Novi mengawali tulisannya dengan mengisahkan sepasang sepatu tua yang lusuh yang digunakan sang pemiliknya saat mengikuti tes seleksi PPPK. Sepatu itu ia ceritakan sebagai bukti bagaimana sang pemilik yang juga guru honorer tersebut telah mengabdi selama bertahun-tahun, namun ia harus menanggung rasa kecewa karena ia tidak lolos saat harus bersaing dengan guru-guru honorer yang lebih muda darinya. Novi berharap dengan ditulisnya surat ini, Pak Nadiem akan lebih memperhatikan guru-guru yang telah lama mengabdi, khususnya mereka yang mengajar di daerah-daerah pelosok.
Masalah ini pun mendapat tanggapan dari Wakil Sekjen DPP Partai Demokrat, Irwan Fecho. Ia beranggapan bahwa pengangkatan guru honorer menjadi ASN PPPK tidak perlu melalui seleksi seperti ini. Menurutnya, seharusnya pengangkatan ini dilakukan berdasarkan masa pengabdian mereka selama ini saja. Sehingga bagi mereka yang masa pengabdiannya sudah cukup lama, tidak perlu mengikuti proses seleksi lagi. Ia juga mempertanyakan kepedulian Nadiem Makarim terhadap guru honorer yang gagal mencapai passing grade atau ambang batas yang tinggi dalam tes PPPK guru 2021, sementara mereka telah mengabdi cukup lama.
Berdasarkan data Direktorat Jenderal Guru dan Tenaga Kependidikan, saat ini terdapat 3.357.935 guru yang mengajar di 434.483 sekolah. Sementara jumlah siswa mencapai 52.539.935. Ini artinya rasio rata-rata perbandingan antara guru dan siswa adalah 1:16. Ditinjau dari status kepegawaian, jelaslah peran signifikan guru honorer. Mayoritas mereka adalah guru honorer. Saat ini guru yang berstatus pegawai negeri sipil (PNS) baru 1.607.480 (47,8 persen), sedangkan sisanya merupakan guru honorer, yakni 62,2 persen.
Jika merujuk data di atas, maka seharusnya negeri ini masih sangat membutuhkan banyak guru untuk mendidik siswa siswinya agar menjadi generasi yang berkualitas. Sudah selayaknya negara membuka penerimaan guru ASN tanpa ada seleksi apa-apa.
Beginilah sistem pendidikan dalam sistem kapitalisme. Pengangkatan guru honorer dengan program PPPK menegaskan buruknya sistem hari ini dalam menyediakan layanan pendidikan bagi rakyat. Kesejahteraan yang mereka harapkan hanya sebuah ironi. Visi misi pendidikan yang seharusnya murni untuk mencerdaskan generasi, seolah tidak pernah ada. Malah bisa jadi, dengan perhatian dan gaji yang minim akhirnya membuat para guru ini ada yang tidak maksimal dalam mendidik siswa siswinya.

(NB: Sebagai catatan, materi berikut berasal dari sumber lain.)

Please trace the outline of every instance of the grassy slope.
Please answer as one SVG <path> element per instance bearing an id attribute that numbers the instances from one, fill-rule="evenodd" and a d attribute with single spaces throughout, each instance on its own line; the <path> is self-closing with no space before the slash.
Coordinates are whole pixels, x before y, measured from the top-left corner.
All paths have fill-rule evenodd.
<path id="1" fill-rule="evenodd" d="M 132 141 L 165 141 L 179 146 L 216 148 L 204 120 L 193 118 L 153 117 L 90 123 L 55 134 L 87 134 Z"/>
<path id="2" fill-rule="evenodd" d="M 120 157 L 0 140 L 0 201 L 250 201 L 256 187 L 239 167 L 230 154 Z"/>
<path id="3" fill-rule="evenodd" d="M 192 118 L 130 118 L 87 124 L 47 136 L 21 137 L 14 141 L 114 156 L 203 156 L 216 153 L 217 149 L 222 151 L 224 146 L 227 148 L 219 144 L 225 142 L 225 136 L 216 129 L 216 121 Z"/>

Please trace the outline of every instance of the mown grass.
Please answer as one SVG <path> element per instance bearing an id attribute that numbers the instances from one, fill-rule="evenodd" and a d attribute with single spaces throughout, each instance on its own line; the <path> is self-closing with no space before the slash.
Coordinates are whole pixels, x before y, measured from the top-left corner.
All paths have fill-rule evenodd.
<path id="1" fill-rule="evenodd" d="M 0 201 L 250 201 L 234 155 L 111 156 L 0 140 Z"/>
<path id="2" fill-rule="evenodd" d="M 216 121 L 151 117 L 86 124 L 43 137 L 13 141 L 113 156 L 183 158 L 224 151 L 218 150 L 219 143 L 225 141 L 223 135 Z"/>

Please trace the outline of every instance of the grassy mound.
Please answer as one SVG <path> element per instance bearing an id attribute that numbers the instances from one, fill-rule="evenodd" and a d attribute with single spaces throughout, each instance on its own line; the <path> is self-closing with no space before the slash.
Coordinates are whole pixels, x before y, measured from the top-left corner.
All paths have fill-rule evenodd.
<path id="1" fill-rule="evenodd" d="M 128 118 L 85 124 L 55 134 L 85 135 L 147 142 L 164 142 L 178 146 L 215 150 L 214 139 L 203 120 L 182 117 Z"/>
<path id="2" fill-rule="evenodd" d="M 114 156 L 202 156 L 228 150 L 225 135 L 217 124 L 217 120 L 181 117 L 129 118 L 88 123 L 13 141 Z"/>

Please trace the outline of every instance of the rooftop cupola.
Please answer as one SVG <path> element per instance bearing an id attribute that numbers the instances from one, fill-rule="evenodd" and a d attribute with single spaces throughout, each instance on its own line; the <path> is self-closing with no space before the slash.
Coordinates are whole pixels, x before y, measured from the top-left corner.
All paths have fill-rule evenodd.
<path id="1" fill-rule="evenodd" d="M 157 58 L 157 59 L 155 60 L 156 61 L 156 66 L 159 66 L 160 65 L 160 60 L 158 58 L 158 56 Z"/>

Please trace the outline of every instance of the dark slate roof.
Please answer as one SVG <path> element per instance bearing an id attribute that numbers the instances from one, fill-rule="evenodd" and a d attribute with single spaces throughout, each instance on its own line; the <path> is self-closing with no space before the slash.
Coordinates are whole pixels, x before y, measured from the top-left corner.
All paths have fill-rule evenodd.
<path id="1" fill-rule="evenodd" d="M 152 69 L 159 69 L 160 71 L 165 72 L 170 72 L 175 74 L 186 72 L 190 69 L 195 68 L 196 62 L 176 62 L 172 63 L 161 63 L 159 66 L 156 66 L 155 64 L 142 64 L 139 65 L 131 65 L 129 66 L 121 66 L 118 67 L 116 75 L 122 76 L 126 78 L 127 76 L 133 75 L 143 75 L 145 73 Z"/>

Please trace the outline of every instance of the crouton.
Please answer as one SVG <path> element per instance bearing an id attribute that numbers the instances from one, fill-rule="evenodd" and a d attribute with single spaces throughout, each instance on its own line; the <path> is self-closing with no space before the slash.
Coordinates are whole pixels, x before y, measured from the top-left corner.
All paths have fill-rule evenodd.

Hal ini berkebalikan dengan sistem di dalam Islam yang menempatkan pendidikan sebagai hak dasar publik. Sistem Islam juga memiliki sistem politik-ekonomi yang mendukung pembiayaan pendidikan secara maksimal, memfasilitasi pendidikan dengan jumlah guru yang memadai dan berkualitas, serta membiayai kebutuhan pendidikan termasuk dengan menempatkan guru sebagai sosok yang terhormat dan menggajinya secara layak.
Pada masa Panglima Sholahuddin Al Ayyubi Rahimahullah, guru begitu dihormati dan dimuliakan. Ia pernah menggaji guru di Madrasah Al-Shalahiyyah setiap bulannya dengan gaji 50 dinar (jika 1 dinar hari ini setara Rp3.200.000,00 maka setara dengan Rp160.000.000,00, dengan perhitungan emas 800 ribu per gram) untuk mengawasi waqaf madrasah. Selain itu guru juga diberi 60 liter roti setiap harinya dan air minum segar dari Sungai Nil.
Rasulullah saw pernah mengabarkan kemuliaan seorang guru di dalam hadis yang diriwayatkan oleh Tirmidzi bahwa Allah dan para Malaikat serta semua makhluk yang ada di langit dan di bumi, sampai semut yang ada di liangnya dan juga ikan besar, semuanya bersholawat kepada Muallim yaitu orang yang mempunyai ilmu dan mengajarkannya, atau orang yang mengajarkan kebaikan kepada manusia.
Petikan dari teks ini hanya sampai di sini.